Novartis said today it will file LAF-237 in the first half of 2006 - this is its DPPIV inhibitor. Talk at EASD focused on safety of the class, particularly in the wake of the FDA panel on inhaled ~ lots to watch out for. (By the way! Did anyone really focus on the fact that two out of the nine votes that were _no_ were both from pulmonary specialists and that there were only three pulmonary specialists total?)
I liked how Novartis discussed LAF-237 in depth on its pipeline update call BUT the most critical element of the drug, the long-term safety, wasn't really addressed in depth in my view. They discussed how there are fewer GI side effects with this drug vs Metformin, etc. but they didn't address the worries that many have, what else (<--italics) is being inhibited with this compound.
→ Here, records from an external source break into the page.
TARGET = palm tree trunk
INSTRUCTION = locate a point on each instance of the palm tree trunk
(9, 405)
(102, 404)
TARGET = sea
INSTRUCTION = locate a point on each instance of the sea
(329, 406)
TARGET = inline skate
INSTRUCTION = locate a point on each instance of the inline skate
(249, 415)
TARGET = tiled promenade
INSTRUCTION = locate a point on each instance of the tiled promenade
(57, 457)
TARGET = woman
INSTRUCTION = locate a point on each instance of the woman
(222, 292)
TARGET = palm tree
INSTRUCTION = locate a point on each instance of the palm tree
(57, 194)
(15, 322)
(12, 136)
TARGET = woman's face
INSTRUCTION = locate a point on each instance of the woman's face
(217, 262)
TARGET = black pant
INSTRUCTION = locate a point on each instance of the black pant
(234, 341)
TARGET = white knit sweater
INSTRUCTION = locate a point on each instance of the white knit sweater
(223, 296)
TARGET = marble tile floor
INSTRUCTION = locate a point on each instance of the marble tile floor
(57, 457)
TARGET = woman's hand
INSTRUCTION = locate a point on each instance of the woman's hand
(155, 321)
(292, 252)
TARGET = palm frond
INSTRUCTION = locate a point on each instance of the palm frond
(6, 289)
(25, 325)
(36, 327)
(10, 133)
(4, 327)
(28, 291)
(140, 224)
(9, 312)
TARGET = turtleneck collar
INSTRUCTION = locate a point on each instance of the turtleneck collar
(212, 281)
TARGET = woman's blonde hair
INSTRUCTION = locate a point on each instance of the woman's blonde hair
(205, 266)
Surprisingly, and unfortunately for Novartis, metformin worked very well in the studies presented, so much so that the primary endpoint, non-inferioritity vs metformin, wasn't met (as it were). In 52-week study of about 750 people, the high dose of LAF237 resulted in an A1C drop from 8.7 to 7.5, while metformin had a drop from 8.8 to 7.1. This was statistically significant. The headline on this slide said "52 week data with monotherapy confirm early and sustained A1C reductions..." It is true the reduction is a good reduction, but not versus metformin's reduction (which was better than some would have expected, at over 1.6 points). They noted then that LAF237 is better tolerated. True, in the sense of traditional annoying side effects, but we think there are still some uncertainties on the long term impact of this new class, and without it beating traditional therapy, this isn't a place a company wants to be, in our view.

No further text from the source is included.